Jangan sembarangan dengan kata "ketok palu". Sederhana memang, hurufnya hanya 9 karakter, dan hanya terdiri dari 2 kata. Tapi bagi sebagian masyarakat, kata itu mengandung sejuta makna dan harapan. Karena itu “ketok palu” ini sangat dinanti-nantikan oleh seseorang, sekelompok orang, komunitas, LSM atau organisasi tertentu, atau mungkin juga lembaga keagamaan. Ada kondisi yang sangat jauh berbeda, sebelum dan sedudah ketok palu dilaksanakan.
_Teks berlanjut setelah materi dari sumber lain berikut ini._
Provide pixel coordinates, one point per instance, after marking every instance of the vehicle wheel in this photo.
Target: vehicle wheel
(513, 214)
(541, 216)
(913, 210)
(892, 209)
Sebelum palu diketok, banyak yang merintih-rintih, layu, seperti kurang giji, lesu dan kurang bersemangat. Pada situasi sdeperti ini, mereka yang menunggu-nunggu ketok palu menghabiskan waktu lebih banyak di rumah bersenda gurau dengan keluarga.


Beda lagi jika sudah ketok palu. Setelah tok…tok..tok… dibunyikan, mereka yang menanti-nantikannya bak bunga kerontang terkena kemarau panjang, tiba-tiba mekar bersuka cita, bergegas, bersemangat, segar dan hilir mudik bergairah menuju balai Kota/Kabupaten/Kantor Provinsi. Lalu berkumpullah disana komunitas penunggu “ketok palu”. Semunya perpakaian necis, rapi, tersenyum ramah kepada siapa saja bagaikan pegawai kantoran membawa tas dan mengapit map berbagai macam warna yang di dalamnya berisikan PROPOSAL. Pada musim setelah "ketok palu" ini, anak-anak dan istri jadi kesepian. Mereka ditinggal ayah dan suami yang pergi rombongan menuju balai Kota/Kabupaten.  Tak jarang pula penunggu “ketok palu” berasal dari kampong yang jauh, terpaksa menghabiskan waktu berhari-hari di balai Kota/Kabupaten. Maklum, negeri kita ini adalah negeri kepulauan. Bahkan sudah menjadi kebiasaan tiap tahun mereka menginap di kota sebelum "cair" hasil "ketok palu".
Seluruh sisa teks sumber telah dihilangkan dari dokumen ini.